I'm late in typing this week's entries by Charles Leonard "Lennie " Davis in his pocket diary for the Year 1898. But here I am. And here is Lennie, of Wakefield, Nebraska.....his words are in black bold.
Sunday, May 1, 1898
Took Nettie R?? home.
Monday, May 2, 1898
A cloudy day.
Our Captain Dewey captured a Spanish fleet in the ?? Sea at the Philippines.

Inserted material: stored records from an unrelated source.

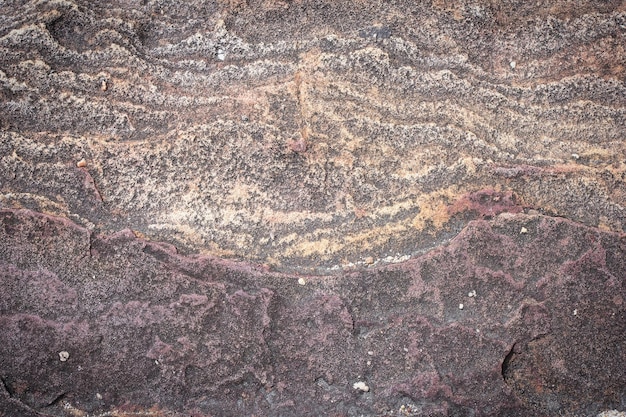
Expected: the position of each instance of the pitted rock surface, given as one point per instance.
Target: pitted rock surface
(312, 208)
(310, 135)
(540, 330)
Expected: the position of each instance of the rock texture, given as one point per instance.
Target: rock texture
(310, 135)
(293, 208)
(496, 323)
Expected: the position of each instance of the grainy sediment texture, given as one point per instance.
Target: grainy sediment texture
(311, 135)
(540, 331)
(403, 153)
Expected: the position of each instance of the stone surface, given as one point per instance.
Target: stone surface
(541, 331)
(310, 134)
(246, 208)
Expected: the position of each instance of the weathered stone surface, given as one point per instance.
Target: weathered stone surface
(311, 134)
(425, 199)
(540, 330)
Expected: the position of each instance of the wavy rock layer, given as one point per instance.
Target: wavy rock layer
(497, 323)
(311, 135)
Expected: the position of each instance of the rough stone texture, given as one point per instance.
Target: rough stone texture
(310, 134)
(541, 331)
(245, 208)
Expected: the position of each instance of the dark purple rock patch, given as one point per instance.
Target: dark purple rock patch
(521, 315)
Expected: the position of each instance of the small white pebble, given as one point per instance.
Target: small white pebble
(361, 386)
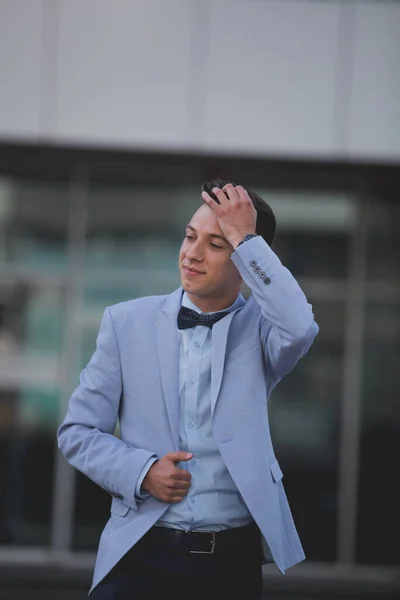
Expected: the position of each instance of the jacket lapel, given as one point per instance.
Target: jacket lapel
(168, 356)
(218, 350)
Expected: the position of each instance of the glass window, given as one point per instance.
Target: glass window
(32, 260)
(379, 496)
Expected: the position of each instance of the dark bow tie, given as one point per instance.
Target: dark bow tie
(190, 318)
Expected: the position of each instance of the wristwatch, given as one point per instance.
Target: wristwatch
(246, 238)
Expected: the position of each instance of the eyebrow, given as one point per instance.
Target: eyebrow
(220, 237)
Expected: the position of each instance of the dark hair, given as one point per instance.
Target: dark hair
(266, 221)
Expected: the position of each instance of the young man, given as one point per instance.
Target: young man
(198, 501)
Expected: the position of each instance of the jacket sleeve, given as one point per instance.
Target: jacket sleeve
(288, 327)
(86, 436)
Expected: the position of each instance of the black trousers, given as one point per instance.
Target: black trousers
(150, 571)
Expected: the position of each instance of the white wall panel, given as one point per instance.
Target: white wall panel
(374, 121)
(271, 76)
(124, 72)
(20, 68)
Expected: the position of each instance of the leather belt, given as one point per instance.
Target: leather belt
(228, 541)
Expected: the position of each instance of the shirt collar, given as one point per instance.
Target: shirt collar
(189, 304)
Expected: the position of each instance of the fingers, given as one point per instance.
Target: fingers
(228, 194)
(178, 456)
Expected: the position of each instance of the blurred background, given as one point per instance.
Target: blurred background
(112, 113)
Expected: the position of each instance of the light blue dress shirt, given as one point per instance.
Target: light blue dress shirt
(213, 501)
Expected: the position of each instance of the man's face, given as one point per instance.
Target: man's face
(208, 274)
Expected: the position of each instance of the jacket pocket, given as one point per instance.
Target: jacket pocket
(276, 471)
(118, 507)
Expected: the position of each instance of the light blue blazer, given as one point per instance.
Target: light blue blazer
(133, 376)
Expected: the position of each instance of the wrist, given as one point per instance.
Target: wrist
(245, 238)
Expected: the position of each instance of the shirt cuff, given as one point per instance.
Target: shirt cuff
(140, 494)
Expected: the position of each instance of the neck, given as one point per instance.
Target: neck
(212, 304)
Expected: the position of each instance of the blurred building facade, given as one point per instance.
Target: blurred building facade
(111, 116)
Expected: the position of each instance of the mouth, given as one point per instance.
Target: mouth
(190, 271)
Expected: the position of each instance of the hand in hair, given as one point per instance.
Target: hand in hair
(235, 212)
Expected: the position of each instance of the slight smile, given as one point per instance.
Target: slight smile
(191, 272)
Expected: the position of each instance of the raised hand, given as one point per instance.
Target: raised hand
(235, 212)
(165, 480)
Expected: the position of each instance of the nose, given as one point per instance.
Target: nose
(195, 252)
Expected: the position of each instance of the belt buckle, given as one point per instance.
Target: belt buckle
(213, 541)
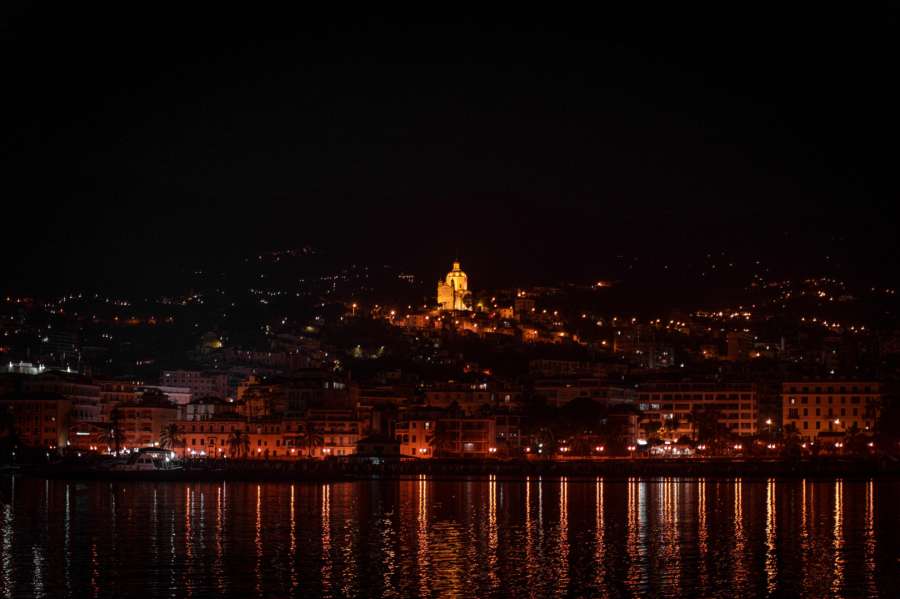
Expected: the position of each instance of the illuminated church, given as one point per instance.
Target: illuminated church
(453, 291)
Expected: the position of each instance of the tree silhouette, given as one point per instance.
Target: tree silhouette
(239, 443)
(170, 437)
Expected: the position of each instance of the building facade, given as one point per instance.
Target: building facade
(813, 408)
(453, 292)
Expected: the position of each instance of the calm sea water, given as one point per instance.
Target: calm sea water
(427, 537)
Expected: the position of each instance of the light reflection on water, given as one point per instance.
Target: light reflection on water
(431, 537)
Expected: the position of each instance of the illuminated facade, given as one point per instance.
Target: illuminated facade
(453, 291)
(830, 407)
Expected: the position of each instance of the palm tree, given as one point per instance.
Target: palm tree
(239, 443)
(311, 440)
(9, 430)
(112, 434)
(170, 437)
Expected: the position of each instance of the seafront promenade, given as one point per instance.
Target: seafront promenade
(323, 470)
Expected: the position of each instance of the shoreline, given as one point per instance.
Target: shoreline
(467, 469)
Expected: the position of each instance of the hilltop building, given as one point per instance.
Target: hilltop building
(453, 291)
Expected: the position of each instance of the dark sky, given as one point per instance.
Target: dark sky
(533, 145)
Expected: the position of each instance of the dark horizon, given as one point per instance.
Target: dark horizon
(538, 151)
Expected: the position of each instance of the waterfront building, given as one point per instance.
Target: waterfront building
(816, 407)
(142, 422)
(40, 418)
(682, 409)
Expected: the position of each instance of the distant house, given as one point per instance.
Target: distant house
(377, 446)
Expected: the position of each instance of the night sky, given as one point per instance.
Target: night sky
(536, 148)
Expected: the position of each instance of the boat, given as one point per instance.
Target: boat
(148, 459)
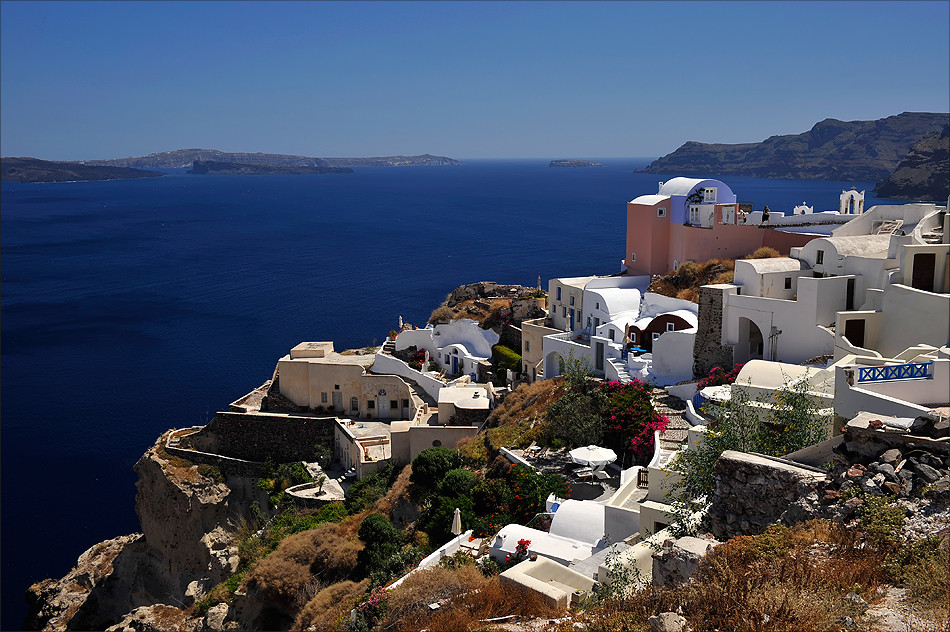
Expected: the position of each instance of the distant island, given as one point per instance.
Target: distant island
(574, 163)
(183, 158)
(35, 170)
(210, 167)
(831, 150)
(924, 173)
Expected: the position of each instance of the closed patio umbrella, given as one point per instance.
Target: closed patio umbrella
(593, 455)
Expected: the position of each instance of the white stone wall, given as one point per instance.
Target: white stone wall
(673, 357)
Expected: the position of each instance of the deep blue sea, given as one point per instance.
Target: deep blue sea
(133, 306)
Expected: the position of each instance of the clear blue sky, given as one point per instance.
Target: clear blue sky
(468, 80)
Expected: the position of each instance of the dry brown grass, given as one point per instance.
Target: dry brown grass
(472, 598)
(329, 605)
(517, 421)
(685, 281)
(326, 554)
(793, 579)
(765, 252)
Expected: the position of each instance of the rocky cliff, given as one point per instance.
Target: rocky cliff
(35, 170)
(574, 163)
(186, 546)
(831, 150)
(181, 158)
(924, 173)
(203, 167)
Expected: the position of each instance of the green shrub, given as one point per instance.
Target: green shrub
(503, 357)
(458, 482)
(370, 488)
(211, 472)
(432, 464)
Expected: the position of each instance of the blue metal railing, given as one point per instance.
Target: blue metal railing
(909, 371)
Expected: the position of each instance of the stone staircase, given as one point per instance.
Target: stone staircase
(934, 236)
(674, 409)
(889, 226)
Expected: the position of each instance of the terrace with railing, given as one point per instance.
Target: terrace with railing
(890, 372)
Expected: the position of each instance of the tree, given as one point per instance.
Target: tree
(381, 540)
(575, 419)
(432, 464)
(795, 422)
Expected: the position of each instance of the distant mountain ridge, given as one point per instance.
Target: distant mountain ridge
(831, 150)
(36, 170)
(924, 173)
(236, 168)
(182, 158)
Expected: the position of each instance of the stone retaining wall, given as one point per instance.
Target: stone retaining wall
(256, 437)
(227, 465)
(754, 491)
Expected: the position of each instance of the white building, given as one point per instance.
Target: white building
(624, 331)
(456, 347)
(878, 285)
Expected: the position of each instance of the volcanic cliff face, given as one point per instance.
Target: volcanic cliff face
(924, 173)
(186, 546)
(831, 150)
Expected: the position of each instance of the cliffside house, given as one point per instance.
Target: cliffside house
(692, 219)
(878, 286)
(626, 333)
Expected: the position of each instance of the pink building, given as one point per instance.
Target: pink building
(694, 220)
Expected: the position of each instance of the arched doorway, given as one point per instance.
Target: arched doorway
(552, 365)
(751, 344)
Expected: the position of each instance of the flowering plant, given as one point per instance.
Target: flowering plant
(630, 419)
(373, 605)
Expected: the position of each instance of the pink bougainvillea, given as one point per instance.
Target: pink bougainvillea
(630, 419)
(719, 377)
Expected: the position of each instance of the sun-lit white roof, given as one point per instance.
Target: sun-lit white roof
(579, 520)
(649, 200)
(774, 264)
(615, 300)
(679, 186)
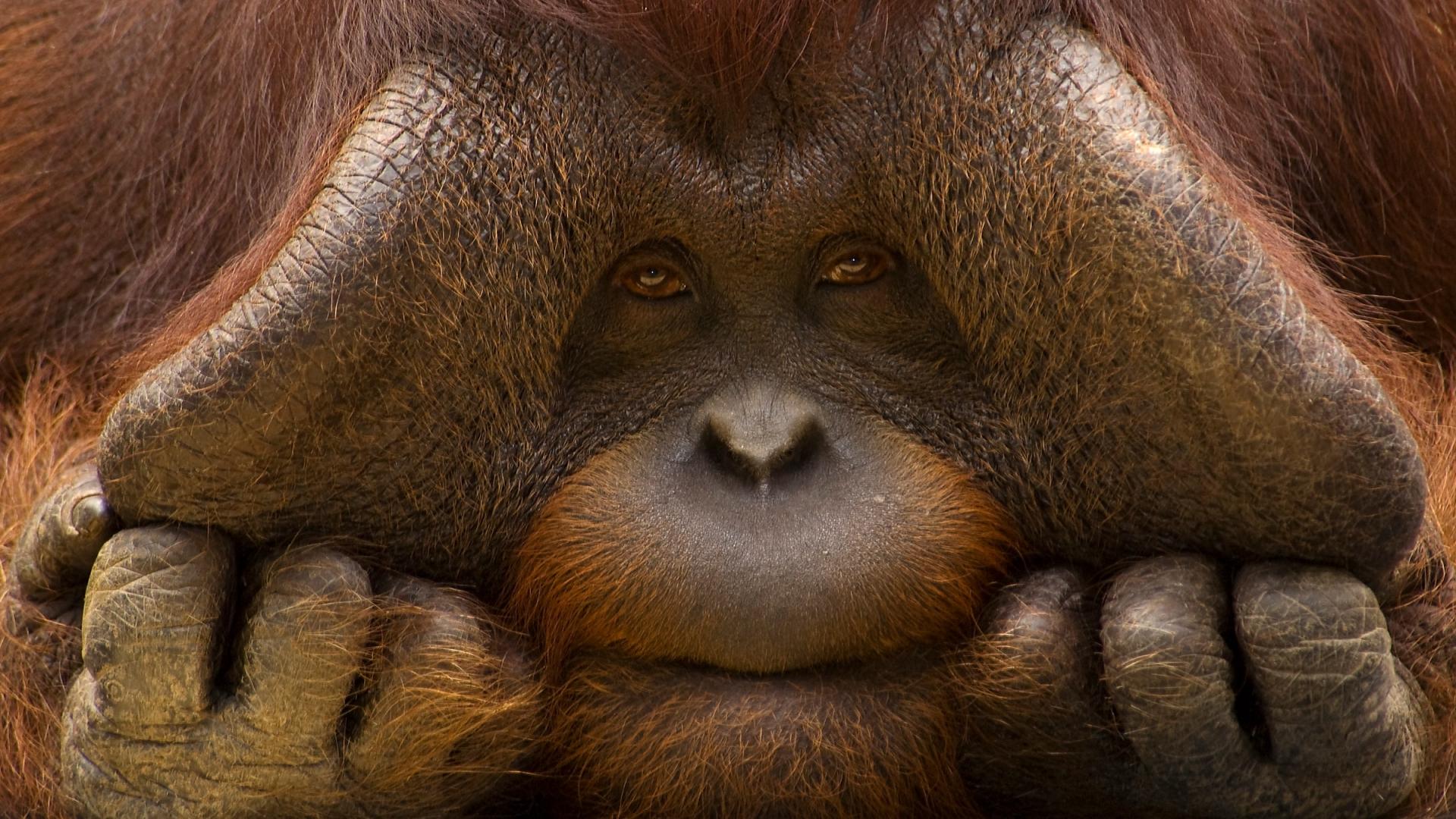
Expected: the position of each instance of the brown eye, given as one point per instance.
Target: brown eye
(856, 267)
(653, 280)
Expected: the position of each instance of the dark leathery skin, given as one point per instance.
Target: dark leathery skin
(1174, 378)
(1156, 732)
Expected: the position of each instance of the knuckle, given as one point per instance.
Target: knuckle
(316, 575)
(162, 558)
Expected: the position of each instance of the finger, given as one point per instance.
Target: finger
(1335, 701)
(1169, 670)
(150, 624)
(1030, 686)
(302, 646)
(450, 697)
(63, 535)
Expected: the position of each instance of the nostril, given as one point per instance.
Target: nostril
(762, 441)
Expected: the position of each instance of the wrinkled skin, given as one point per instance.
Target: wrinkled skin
(1075, 322)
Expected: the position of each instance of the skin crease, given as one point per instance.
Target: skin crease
(728, 548)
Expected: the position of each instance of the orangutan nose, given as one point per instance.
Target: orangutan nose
(761, 435)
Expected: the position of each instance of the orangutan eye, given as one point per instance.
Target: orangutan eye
(856, 267)
(653, 280)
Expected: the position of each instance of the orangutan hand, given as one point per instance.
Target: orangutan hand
(1272, 694)
(334, 695)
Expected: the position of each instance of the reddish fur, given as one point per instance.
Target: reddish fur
(150, 145)
(584, 576)
(870, 742)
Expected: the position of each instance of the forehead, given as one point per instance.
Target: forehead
(820, 150)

Started to take the cow to pasture.
From May 1 to 3, 1898, Commodore George Dewey of the United States Navy fought the Spanish fleet, manned by Spanish and Filipino sailors, stationed at Cavite Puerto at Canacao Bay. The battle was of great significance to Philippine history because it marked the end of Spanish sovereignty and the beginning of the American regime. In world historical perspective, the battle siggnalled the entry of the United States in the community of world powers. You can read more by clicking here.
Tuesday, May 3, 1898 Lennie makes no entry in his diary this date.
Wednesday, May 4, 1898
A cloudy day.
Rained all day.
Social community met at Ollie's house. (Ollie is Lennie's married sister.)
Thursday, May 5, 1898
Jessie Dorf ? went out to pick flowers. No school. Art ?? came home.
Friday, May 6, 1898
Had an exhibition at school of the ?? work to be sent to Omaha.
Went to band practice.
On this day Theodore Roosevelt is named Lieutenant-Colonel of the Rough Riders who will charge up Kettle Hill and San Juan Hill on July 1. Actually only Roosevelt rode a horse. The rest of the fellas were afoot. You can read more here.
Saturday, May 7, 1898
Received word from Dewey.
He captured eleven vessels.
Killed 300, ?? 400 ??.
Lennie makes it sound as if he, personally, received word from Commodore George Dewey but I'm sure you won't mind if I say that surely is not the case. Why would Dewey be sending word to a rapscallion 17-year-old boy in Wakefield, Nebraska, who spends half his time walking girls home from church and the other half out riding his bicycle or going to band practice! Nope, I'm certain Dewey was not in direct correspondence with our Lennie. But at least Lennie is keeping up with the news....even if his handwriting is a bit illegible.
Meanwhile Omaha Bee reports that the Nebraska National Guard orders all commanders to recruit their respective commands to the maximum allowed by law, vis; eighty-one enlisted men. All recruits are directed to appear at Camp Alvin Saunders until May 2, 1898, after which they will report at the rendevouz at Old Fort Omaha near Omaha, Nebraska.
The paper is full of news on the war with nation after nation weighing in on how they view the situation.